精霊は人より秀でた存在でありながら、召喚に応じて力を貸すようなまねもする。つまり全能者ではないが、祈っても助けてくれない神よりもよっぽど信奉し甲斐があるというわけだ。


「驚きました、アリスさんは精霊に関しても知識があるのですね」


 クラウスが頷きながらそう言う。


「誰でも知ってるわけじゃないんですか?」

「まさか。歴史を学べば自ずと行き当たる存在ではありますが……おそらく民の殆どは名前も聞いたことがないでしょう。嘆かわしいことですが、教徒でなくとも精霊を神の一柱だと勘違いしてしまいかねない。実際私はそういう輩を見ましたからね」


 クラウスはうんざりした様子で言う。

 なるほど、さっき口ごもった理由はそれか。彼らの上にも、聴取した内容を真に受けて騒ぎ出した連中がいるのだろう。コルドラが使った召喚魔法も、色眼鏡で見れば神が邪教に力を貸したかのように思えるわけだ。


「まあ、勉強の暇なんてない人も多いですしね」

「しかしアリスさんはその年で魔法使いとしても優秀でいらっしゃる。今後のご活躍が楽しみです」


 別に自分は魔法使いではないし精霊のこともシオンからさらっと聞いただけなのだが、今それを言ってもしょうがないのでさっさと話を進めて貰う。
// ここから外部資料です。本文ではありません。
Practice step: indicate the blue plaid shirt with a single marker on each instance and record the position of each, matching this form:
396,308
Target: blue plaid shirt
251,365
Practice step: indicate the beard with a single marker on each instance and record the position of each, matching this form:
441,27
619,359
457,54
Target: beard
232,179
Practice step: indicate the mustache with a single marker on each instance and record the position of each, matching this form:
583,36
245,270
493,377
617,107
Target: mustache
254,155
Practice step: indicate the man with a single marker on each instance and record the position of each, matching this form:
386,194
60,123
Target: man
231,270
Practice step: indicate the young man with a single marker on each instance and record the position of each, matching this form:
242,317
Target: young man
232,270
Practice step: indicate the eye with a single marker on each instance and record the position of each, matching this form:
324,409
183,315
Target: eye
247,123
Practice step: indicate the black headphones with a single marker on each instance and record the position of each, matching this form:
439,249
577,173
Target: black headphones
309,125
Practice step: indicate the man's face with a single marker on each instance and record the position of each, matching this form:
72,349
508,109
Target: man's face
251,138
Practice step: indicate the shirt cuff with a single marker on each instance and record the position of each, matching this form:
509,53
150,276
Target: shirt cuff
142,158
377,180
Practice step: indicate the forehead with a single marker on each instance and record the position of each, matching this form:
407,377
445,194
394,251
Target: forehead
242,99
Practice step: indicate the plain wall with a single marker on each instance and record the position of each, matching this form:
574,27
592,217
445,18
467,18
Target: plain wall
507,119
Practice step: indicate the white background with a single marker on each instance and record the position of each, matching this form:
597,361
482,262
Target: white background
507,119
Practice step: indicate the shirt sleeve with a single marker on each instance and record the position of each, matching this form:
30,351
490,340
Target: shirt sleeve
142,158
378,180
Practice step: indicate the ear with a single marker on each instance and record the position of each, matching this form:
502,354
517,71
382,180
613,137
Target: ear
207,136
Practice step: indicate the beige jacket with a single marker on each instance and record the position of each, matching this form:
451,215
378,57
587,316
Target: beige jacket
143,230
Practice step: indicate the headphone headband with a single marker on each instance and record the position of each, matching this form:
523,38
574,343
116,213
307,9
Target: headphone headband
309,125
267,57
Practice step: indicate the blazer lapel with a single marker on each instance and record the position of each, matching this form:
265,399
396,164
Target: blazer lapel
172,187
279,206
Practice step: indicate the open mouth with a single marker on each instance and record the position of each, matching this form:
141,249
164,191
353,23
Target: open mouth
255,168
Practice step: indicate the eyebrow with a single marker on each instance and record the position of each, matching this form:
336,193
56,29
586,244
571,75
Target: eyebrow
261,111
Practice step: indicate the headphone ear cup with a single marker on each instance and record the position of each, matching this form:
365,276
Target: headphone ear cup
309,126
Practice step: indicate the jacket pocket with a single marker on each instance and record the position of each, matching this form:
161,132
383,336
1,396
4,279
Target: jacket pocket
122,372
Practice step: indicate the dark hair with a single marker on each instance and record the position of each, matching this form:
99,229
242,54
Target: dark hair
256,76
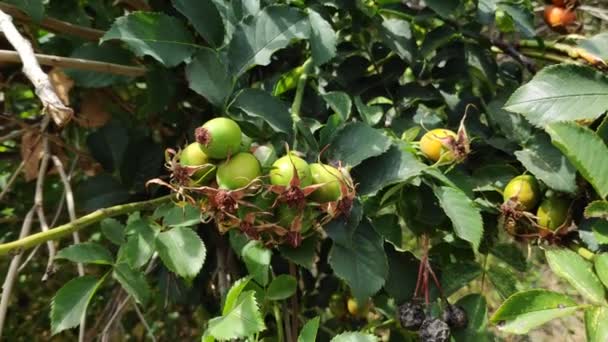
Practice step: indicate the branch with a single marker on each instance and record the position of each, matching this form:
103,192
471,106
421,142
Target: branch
76,63
83,222
44,89
54,25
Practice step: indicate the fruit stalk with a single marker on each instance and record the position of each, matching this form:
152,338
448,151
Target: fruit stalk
83,222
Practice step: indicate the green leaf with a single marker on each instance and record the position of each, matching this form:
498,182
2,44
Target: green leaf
477,313
402,272
86,253
256,38
208,76
391,167
140,243
234,293
109,53
597,45
345,146
242,321
113,230
397,35
257,260
456,275
443,7
362,264
503,280
522,17
33,8
133,281
597,209
527,310
182,251
281,287
601,267
205,18
260,104
465,216
339,102
304,255
158,35
547,163
559,92
351,336
179,216
578,272
70,303
585,150
511,254
322,38
595,324
309,330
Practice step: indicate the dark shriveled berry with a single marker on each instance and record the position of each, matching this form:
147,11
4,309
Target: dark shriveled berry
434,330
411,315
455,316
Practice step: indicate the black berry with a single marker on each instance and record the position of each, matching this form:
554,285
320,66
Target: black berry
434,330
411,315
455,316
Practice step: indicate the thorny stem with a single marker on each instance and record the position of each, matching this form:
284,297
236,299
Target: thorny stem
297,101
83,222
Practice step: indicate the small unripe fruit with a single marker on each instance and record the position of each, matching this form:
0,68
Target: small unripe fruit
433,145
552,212
282,171
332,179
524,191
337,305
193,155
455,316
238,171
219,137
558,17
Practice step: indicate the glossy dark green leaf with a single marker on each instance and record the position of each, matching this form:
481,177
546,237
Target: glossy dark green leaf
462,211
147,34
256,38
70,303
362,264
86,253
133,281
578,272
548,164
595,324
260,104
557,93
182,251
208,75
205,18
323,38
585,150
597,209
281,287
391,167
527,310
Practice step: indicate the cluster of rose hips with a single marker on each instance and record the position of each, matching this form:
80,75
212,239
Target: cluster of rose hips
245,186
412,316
559,14
521,197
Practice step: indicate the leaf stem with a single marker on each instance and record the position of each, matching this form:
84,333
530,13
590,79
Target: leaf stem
279,319
297,101
83,222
「それで、あの精霊については何か聞き出せたんですか?」

「ええ。……教徒たちはその精霊のことをアグデラ・メカルと呼んでいました。これはこの国の文献上にも出てきたことのある名前です」

「アグデラ・メカル……」


 名前からどことなく不気味さを感じるのは、この国ともアリスのいた日本とも違う名付けのセオリーが使われているからだろう。自分たちとはまったく別種の存在だということが、嫌でも分かってしまう名前だ。


「アグデラは、建国初期の歴史に登場する名前です。この国を支配しようとする他国との戦争があり、そこで敵陣にて召喚されたのだとか。最終的には撃退しましたが、この国を一度は滅亡寸前にまで追い込んだ恐るべき存在です」

「それでは、私たち建国戦争時代の怪物と戦ったということですか? なんだかすごい話のような……」

「ある意味ではそうです。ただミリアローズ殿下とアリスさんが倒したのは目玉の姿をしていたのでしょう? であればそれは、単に身体の一部を切り離したものの過ぎません。当時は全身での召喚でしたので、その力も桁違いでしょう」

「ま、そりゃそうだよね。あれは確かに強かったけど、流石に国一つを滅ぼそうってほどのものとは思えなかったし」


 いくらコルドラが命を代償に発動したのだとしても、その度に戦争兵器並みの儀式を発動させられたらたまらない。否、あの目玉だけの召喚だって本来は天秤が傾くほどの大魔法だ。より優秀な使い手によって施されたか、他にも何らかの制約があったのだろう。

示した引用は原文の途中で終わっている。